Interesting question. I am currently working in an academic research lab,
actually I work for a chemist who is looking at natural products from marine
As for communication on a daily basis, I am fairly lucky in that my boss has an
office 25 feet from mine (or is that unlucky?...depends on the situation). Most
of my communication on a daily basis is verbal, at least with my boss. There
are instances in which I do present a semi-formal papers, or at least an outline
of some type. I also do help to edit or suggest improvements for some of our
official communication (i.e. grant proposals, progress reports, etc.). We also
will hopefully be publishing at least one article in the coming year, and I am
going to have a part in that too.
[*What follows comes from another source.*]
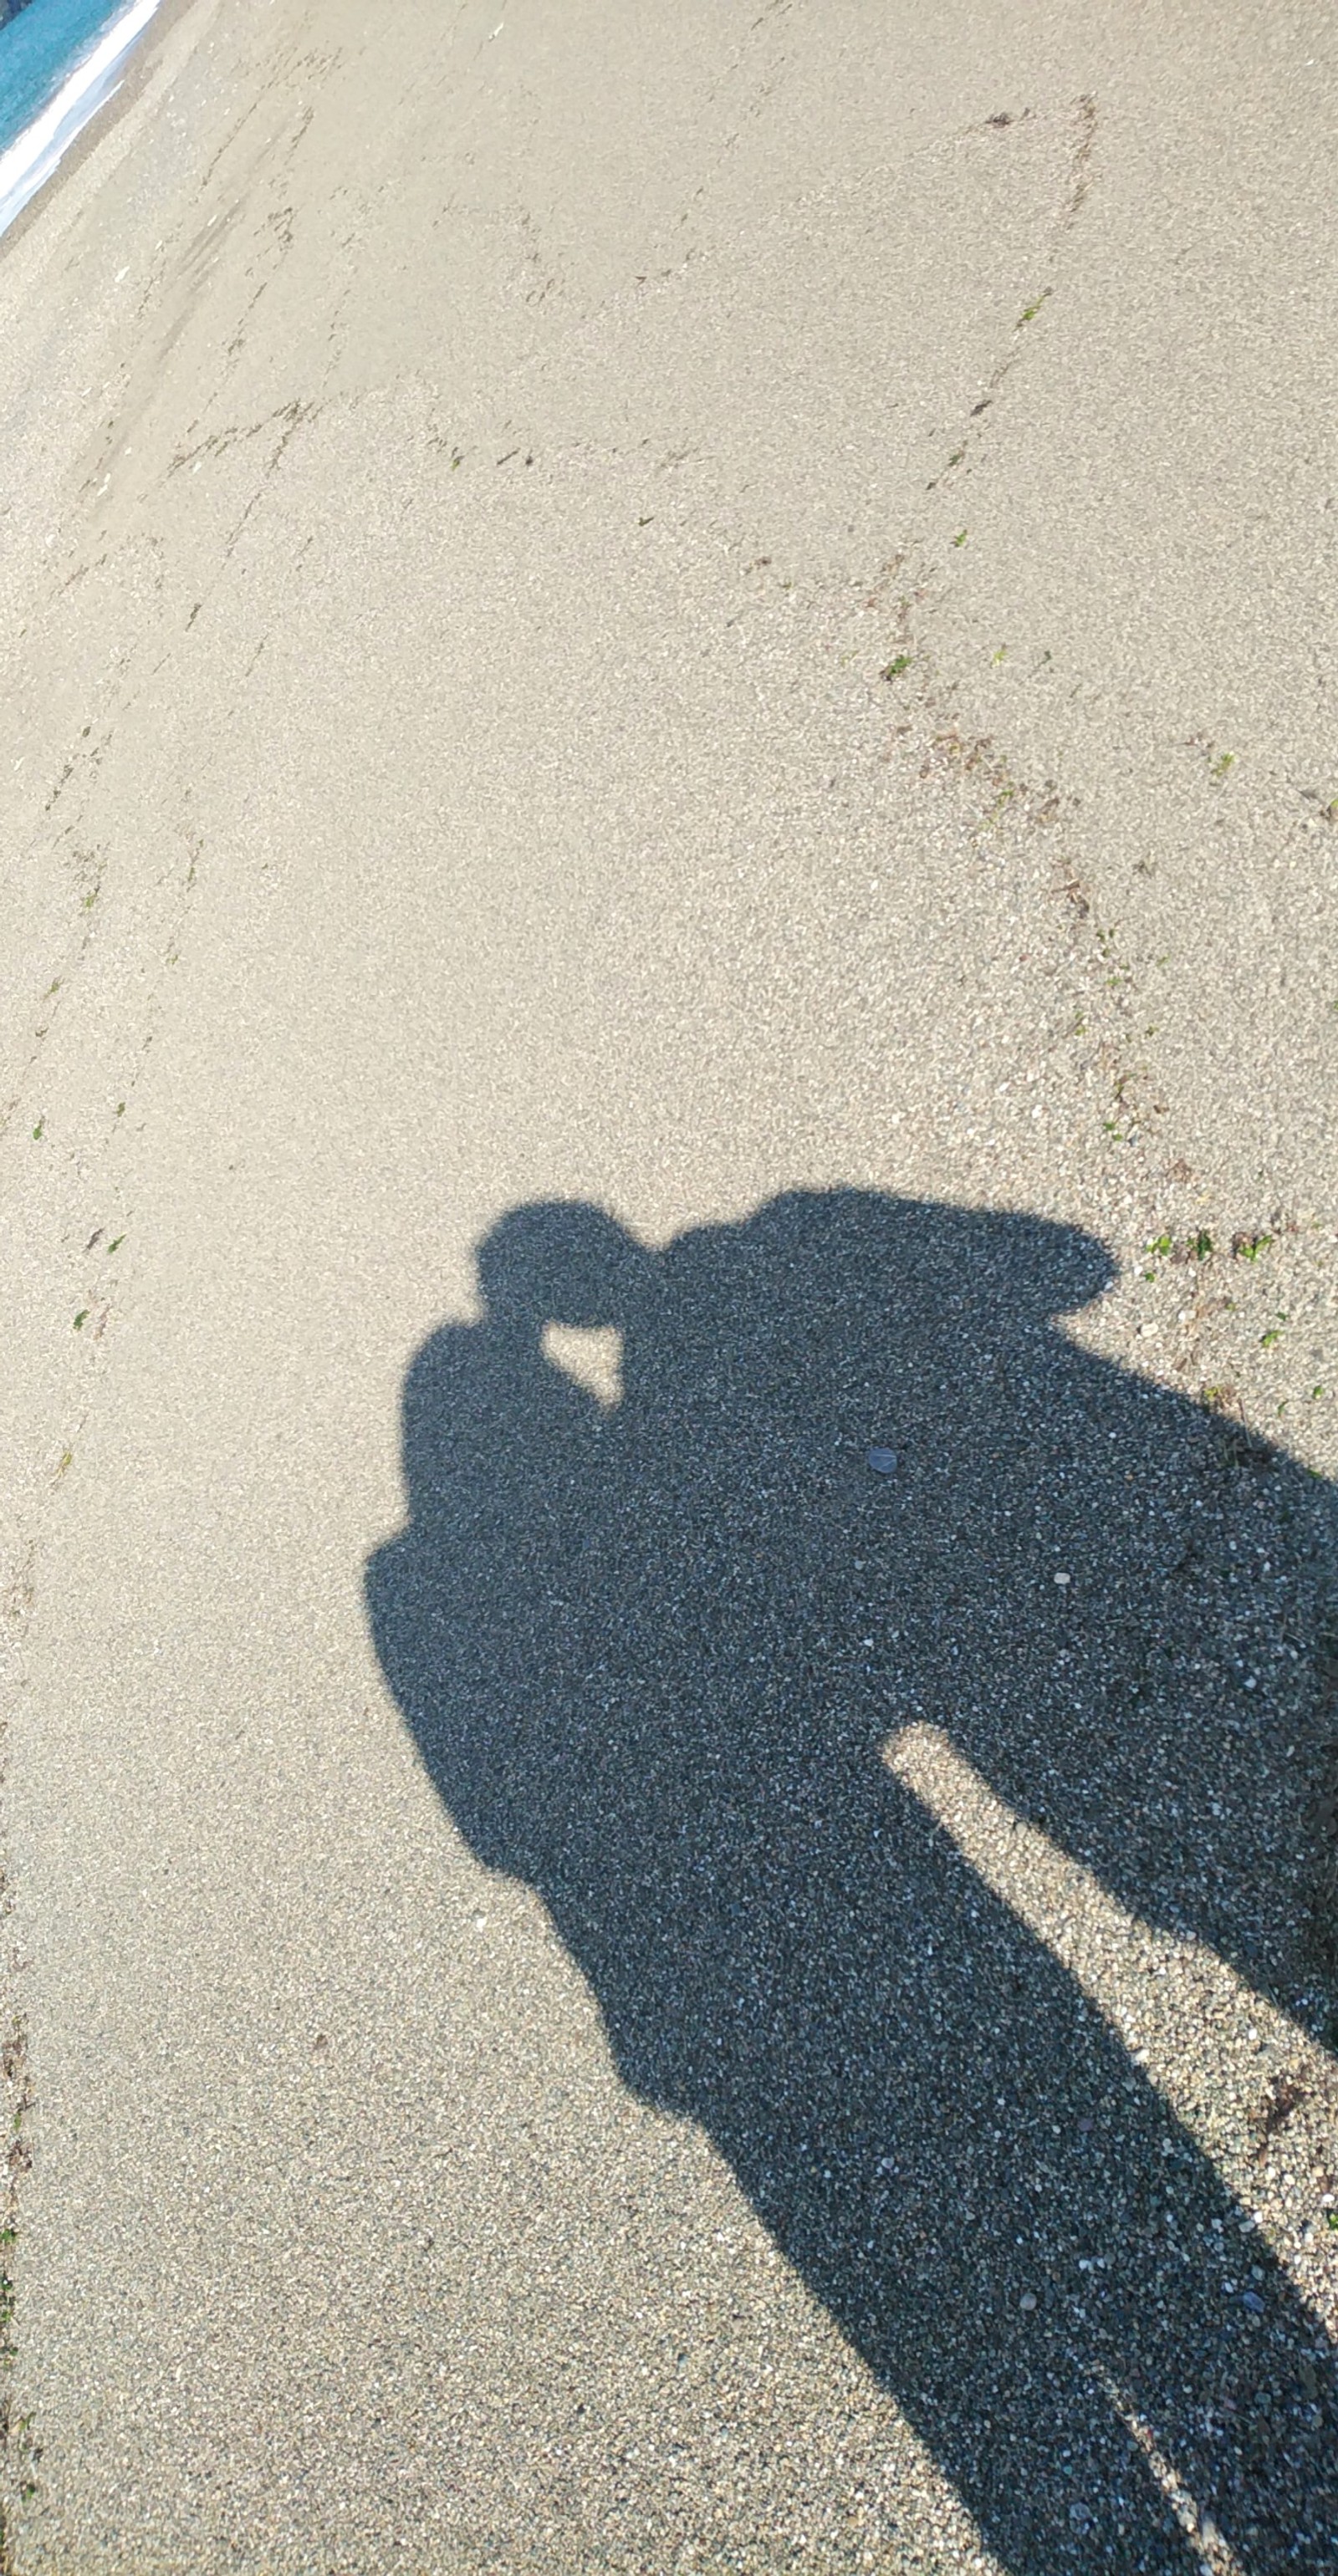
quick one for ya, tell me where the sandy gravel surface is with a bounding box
[0,2,1335,2568]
We don't really have any formal meetings.
As for microbiology information, I use the web. I find the newsgroups
interesting and have had the chance to help and be helped by others. I also
frequently use the ASM (American Society for Microbiology) web site and am a
member. I find that mostly I use their journals to keep up to date and to find
info on my current interests. Also, the university I work for has online access
to the Prokaryotes, so I use that on a regular basis.
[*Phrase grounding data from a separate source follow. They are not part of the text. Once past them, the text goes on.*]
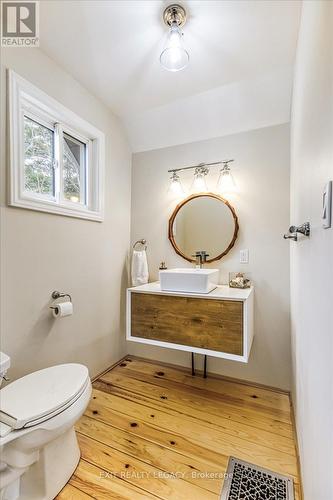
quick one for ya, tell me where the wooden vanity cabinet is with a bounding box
[126,283,254,362]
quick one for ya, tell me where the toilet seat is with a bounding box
[0,364,89,436]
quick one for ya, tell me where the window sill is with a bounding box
[9,198,103,222]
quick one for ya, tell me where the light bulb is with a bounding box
[168,172,184,195]
[160,22,189,72]
[192,167,208,192]
[217,166,237,194]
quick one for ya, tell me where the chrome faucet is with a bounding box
[192,251,209,269]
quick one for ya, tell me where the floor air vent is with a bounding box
[220,457,294,500]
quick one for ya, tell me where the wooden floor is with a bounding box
[57,356,301,500]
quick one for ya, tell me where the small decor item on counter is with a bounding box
[229,272,251,289]
[159,261,168,270]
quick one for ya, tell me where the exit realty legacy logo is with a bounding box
[1,1,39,46]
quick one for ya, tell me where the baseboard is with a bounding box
[90,354,129,383]
[290,395,304,500]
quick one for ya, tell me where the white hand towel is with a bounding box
[131,250,149,286]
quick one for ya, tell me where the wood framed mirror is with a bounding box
[168,193,239,263]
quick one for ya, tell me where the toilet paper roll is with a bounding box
[53,301,73,318]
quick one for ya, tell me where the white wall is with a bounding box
[0,48,131,381]
[129,124,291,390]
[125,67,294,152]
[290,2,333,499]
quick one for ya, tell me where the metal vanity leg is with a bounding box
[191,352,195,376]
[203,355,207,378]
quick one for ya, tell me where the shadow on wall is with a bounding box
[28,299,57,340]
[119,258,131,353]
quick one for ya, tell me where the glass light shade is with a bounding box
[160,23,189,72]
[217,168,237,193]
[192,172,208,192]
[168,172,184,195]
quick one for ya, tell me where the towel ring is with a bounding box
[133,239,147,250]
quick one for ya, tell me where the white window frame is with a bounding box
[8,70,105,221]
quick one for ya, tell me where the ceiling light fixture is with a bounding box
[160,4,189,72]
[217,160,237,193]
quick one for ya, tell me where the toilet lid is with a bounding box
[0,364,89,431]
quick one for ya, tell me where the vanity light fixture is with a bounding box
[192,165,209,193]
[168,160,235,194]
[168,171,185,195]
[160,4,189,72]
[217,160,237,194]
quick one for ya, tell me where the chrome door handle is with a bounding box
[289,222,310,237]
[284,233,297,241]
[283,222,310,241]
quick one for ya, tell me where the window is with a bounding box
[24,116,55,198]
[8,70,104,221]
[62,133,86,204]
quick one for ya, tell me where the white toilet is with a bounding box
[0,354,92,500]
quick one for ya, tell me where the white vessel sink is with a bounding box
[159,268,219,294]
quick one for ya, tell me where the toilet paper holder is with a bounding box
[50,290,72,310]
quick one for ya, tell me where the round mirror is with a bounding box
[168,193,239,263]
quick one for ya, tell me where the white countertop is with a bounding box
[128,282,253,301]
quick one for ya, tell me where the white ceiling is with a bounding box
[39,1,301,151]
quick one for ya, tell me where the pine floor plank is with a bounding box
[69,459,159,499]
[118,357,291,412]
[56,483,93,499]
[96,371,293,438]
[103,368,291,423]
[88,387,299,481]
[76,414,223,494]
[84,398,229,468]
[60,355,301,500]
[77,433,216,500]
[95,374,294,452]
[294,483,302,500]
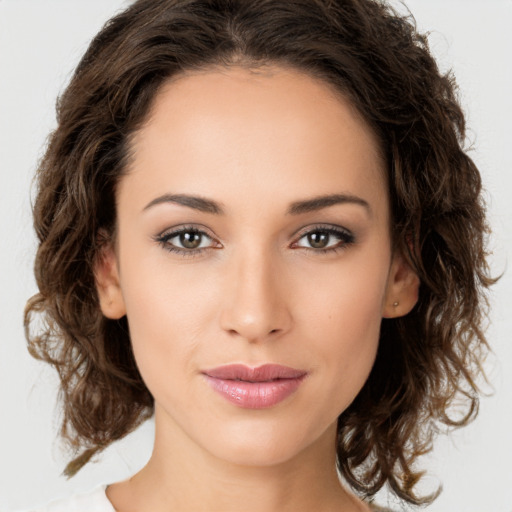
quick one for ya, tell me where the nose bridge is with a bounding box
[220,242,291,342]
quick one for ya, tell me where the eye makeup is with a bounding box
[292,224,355,254]
[153,222,355,258]
[153,224,221,258]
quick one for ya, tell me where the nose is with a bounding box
[219,247,292,343]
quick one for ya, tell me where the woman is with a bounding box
[21,0,493,510]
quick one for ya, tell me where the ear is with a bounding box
[94,240,126,319]
[382,251,420,318]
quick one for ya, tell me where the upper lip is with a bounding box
[202,364,307,382]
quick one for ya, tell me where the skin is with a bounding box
[95,65,419,512]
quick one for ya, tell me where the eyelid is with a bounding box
[153,223,355,257]
[154,224,222,255]
[156,223,217,239]
[290,223,355,251]
[292,223,353,239]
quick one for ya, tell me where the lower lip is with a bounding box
[203,375,306,409]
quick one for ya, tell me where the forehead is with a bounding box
[123,65,387,219]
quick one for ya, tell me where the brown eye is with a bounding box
[294,226,355,252]
[157,228,217,253]
[307,231,330,249]
[179,231,203,249]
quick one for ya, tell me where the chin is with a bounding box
[212,439,305,468]
[199,416,331,468]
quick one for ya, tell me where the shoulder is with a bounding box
[15,485,115,512]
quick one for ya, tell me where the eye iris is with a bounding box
[179,231,202,249]
[308,231,330,249]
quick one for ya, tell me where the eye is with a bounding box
[293,226,354,252]
[171,230,210,249]
[155,226,220,255]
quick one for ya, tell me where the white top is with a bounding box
[20,485,115,512]
[18,485,391,512]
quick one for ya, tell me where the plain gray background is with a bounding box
[1,1,511,510]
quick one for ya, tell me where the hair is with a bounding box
[25,0,494,506]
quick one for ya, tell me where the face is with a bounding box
[96,65,418,468]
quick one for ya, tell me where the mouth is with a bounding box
[202,364,308,409]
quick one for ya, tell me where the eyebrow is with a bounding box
[143,194,224,214]
[142,192,371,216]
[287,194,371,216]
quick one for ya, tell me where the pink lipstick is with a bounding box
[202,364,307,409]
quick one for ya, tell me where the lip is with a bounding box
[202,364,308,409]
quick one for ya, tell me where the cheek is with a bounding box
[295,252,388,400]
[310,294,382,384]
[298,248,388,337]
[122,283,209,421]
[117,245,215,392]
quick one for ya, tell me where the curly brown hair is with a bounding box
[24,0,494,505]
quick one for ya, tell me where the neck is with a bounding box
[107,407,368,512]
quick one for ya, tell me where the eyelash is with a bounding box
[291,225,355,254]
[154,225,218,258]
[154,224,355,257]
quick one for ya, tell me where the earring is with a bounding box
[393,301,399,307]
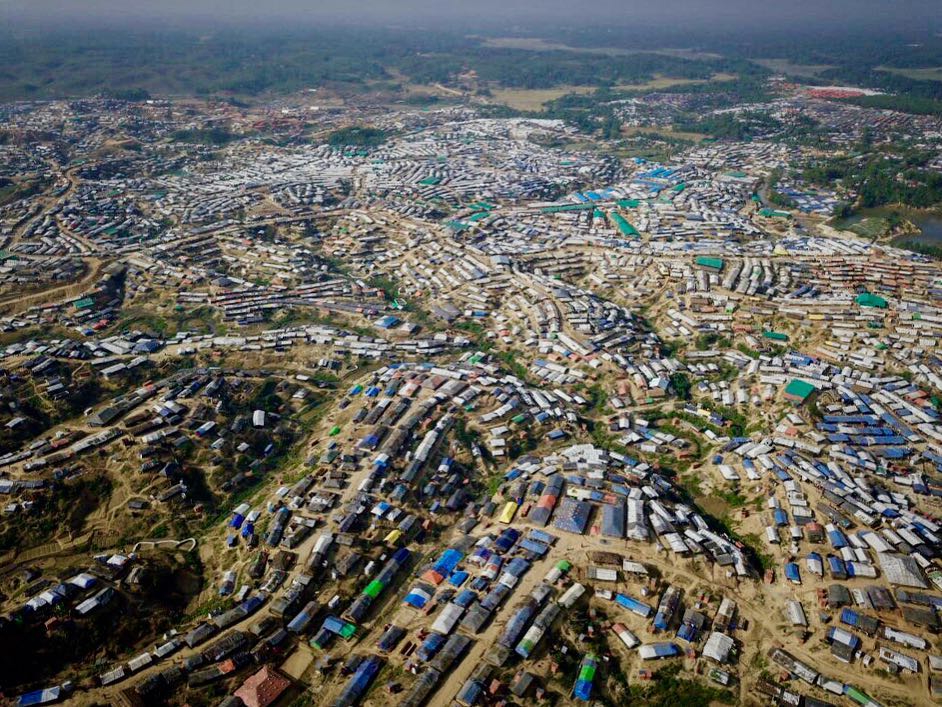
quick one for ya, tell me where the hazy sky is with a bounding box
[2,0,939,32]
The main part of my job is running the lab and ensuring that progress is
occurring. I ride herd on usually 4 or more students each semester, as well as
some student employees in our lab. Most of my communication with them is verbal,
but I do supply them with basic protocols and references as needed. Most of my
info is kept on the computer. I keep separate files for all of my bureaucratic
files, work items, protocols, and several databases of information relating to
our current research. Since I have been here, we have gone from around 200
samples to over a 1000 in just under a year and a half, making computers vital
to the record keeping process. I also provide several data tracking sheets for
various people to record the information they have generated. This seems to
work fairly well, as I can then take the tracking sheets and transfer the data
to the database as needed.
I know there is an ASM chapter here in San Diego, but I have had a hard time
finding out meeting times. I went to several of the monthly meetings when I was
in school, but have not been since, for various reasons. I think the most
informative/interesting thing I have done is attend the ASM yearly General
Meetings. This is a nice way to find out lots of current work and meet other
people with the same interests. Most of the presentations are well done, as well
as very informative and there are literally hundreds of different
presentations...so I can always find something of interest.
As others have mentioned, being a microbiologist is a bit isolating . Luckily, I
do have one other microbiologist on campus, and we have talk about all aspects
of micro on a regular basis. Most of the people I went to school with I have
lost touch with over time. But I read a lot, and the web has become a valuable
tool for info gathering.
I don't know if that helps at all Jason. Best of luck on your research.
Richard E. Oeffner
CSU San Marcos
> I am a student in college, and need some assistance with a research paper I
> am doing... If you would take the time to help me I would be very
> appreciative. If anyone has a BS in Microbiology, or any Microbiology
> degree, please answer me this one question...
>> 1) How do you communicate in your everyday job environment? Do you do lab
> reports? Formal Presentations? Email? Do you work in groups? If so, how many
>> I am trying to do a study on how communcation exists in the Microbiological
> field after college... Any help would be greatly appreciated.